商店街は、なぜ衰退したか?
これから先の話は、一般的な全国の例を対象に言われていることで、佐賀の場合の例がこれにそのまま全て当てはまるかは検証していませんが、概ね共通しているものと思います。
1)歴史的背景
旧城下で、明治以降、行政機構はそこを中心形成される一方で、鉄道の中心駅がそこから数キロ離れてしまっている。
それは当時の鉄道が蒸気機関車であったため、煙を吐きながら街中を汽車が走るわけにはいかなかったことに起因している。
商店街の多くは、戦後の物不足の時代に形成された。
これが高度経済成長期などを経て、昭和期の終わりころまでは発展を続けてきました。
2)変化の要因
このような商店街が平成に入り、衰退していくことになったが、その変化の要因は大きく2つ。
1つ目は、「大店法(大規模小売店舗法)」の存在。
大規模小売店舗、いわゆるデパートやショッピングモールがその地域に出店する場合、地元の商店街などと話し合い、調整を行うことを求めた法律です(2000年に廃止)。
近くにそのようなライバルが来ると困るので、地元商店街などは大型店舗の進出には反対します。
その結果、多くのショッピングモールなどが郊外に作られ、チェーン展開している店舗(レストラン、ファストフード等)もその近くのロードサイド店として、それぞれが比較的安い土地を求めて、新たな商業地を形成することになりました。
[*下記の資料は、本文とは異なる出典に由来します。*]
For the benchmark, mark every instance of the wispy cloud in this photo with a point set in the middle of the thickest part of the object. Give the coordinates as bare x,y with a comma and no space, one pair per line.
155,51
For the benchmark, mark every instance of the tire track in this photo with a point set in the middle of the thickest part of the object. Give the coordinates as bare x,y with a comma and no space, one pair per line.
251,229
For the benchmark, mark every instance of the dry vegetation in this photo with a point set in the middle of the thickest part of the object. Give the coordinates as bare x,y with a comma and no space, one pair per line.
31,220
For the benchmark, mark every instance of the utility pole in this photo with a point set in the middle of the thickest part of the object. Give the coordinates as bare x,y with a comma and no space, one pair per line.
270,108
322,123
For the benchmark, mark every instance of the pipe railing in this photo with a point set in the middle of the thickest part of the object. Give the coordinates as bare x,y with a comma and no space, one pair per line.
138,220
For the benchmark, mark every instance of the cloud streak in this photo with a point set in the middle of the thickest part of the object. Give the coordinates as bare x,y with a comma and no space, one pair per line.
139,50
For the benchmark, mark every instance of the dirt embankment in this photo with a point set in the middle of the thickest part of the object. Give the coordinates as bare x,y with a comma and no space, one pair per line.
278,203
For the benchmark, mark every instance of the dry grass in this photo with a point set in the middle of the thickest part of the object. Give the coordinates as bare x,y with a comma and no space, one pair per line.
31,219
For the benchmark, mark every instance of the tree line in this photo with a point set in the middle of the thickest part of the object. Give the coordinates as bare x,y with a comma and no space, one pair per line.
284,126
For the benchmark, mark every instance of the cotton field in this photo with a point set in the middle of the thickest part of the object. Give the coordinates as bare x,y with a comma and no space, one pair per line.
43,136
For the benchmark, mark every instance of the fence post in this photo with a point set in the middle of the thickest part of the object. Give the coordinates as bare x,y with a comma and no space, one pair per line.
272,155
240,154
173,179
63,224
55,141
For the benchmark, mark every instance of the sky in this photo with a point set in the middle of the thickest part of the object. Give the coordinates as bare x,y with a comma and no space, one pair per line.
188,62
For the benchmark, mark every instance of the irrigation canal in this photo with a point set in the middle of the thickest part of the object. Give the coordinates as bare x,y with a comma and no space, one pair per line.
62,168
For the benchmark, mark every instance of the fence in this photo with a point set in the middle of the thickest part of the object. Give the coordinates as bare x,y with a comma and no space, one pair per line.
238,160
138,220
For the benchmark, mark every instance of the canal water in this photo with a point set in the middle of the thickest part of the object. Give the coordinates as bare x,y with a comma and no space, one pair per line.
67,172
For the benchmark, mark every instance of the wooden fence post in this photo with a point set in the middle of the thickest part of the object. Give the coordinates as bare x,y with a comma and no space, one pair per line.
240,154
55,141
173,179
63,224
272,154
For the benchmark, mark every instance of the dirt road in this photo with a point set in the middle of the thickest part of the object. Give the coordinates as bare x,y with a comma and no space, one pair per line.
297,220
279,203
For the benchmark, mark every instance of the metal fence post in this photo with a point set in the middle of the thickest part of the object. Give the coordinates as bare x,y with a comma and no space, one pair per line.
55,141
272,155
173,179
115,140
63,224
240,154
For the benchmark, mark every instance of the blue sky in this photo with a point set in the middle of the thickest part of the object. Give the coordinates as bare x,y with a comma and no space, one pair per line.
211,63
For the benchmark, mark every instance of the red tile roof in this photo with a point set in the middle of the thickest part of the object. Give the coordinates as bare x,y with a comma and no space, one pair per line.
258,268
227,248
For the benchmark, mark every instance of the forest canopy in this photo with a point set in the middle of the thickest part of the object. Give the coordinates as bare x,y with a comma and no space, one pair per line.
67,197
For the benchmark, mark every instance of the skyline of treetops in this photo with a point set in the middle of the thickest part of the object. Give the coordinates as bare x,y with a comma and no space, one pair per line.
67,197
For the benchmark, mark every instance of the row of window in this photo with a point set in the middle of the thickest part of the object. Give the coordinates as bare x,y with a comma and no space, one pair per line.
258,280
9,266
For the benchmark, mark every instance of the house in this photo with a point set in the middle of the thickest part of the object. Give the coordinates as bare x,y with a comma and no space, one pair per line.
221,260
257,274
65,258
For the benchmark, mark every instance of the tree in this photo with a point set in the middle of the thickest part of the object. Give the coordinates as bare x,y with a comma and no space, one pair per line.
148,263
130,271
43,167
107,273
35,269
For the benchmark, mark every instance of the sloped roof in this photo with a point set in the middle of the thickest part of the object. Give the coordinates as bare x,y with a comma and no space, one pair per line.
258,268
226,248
そして、もう1つの要因は、車社会とのマッチングです。
そもそも、地方や郊外地では移動の手段として自動車が必要とされていました。
このため、郊外の大規模店舗へ車で買い物に行くことに、さほどの抵抗はありません。
このような形で、街中の購買力が急速に郊外へと移動していきました。
これが、従来型の商店街衰退の事情として語られている主な内容です。
一方、人口数万人規模の市、町にあった商店街の場合は、産業構造の変化による人口減がありながらも、やはり郊外型店舗への購買力の流出がありました。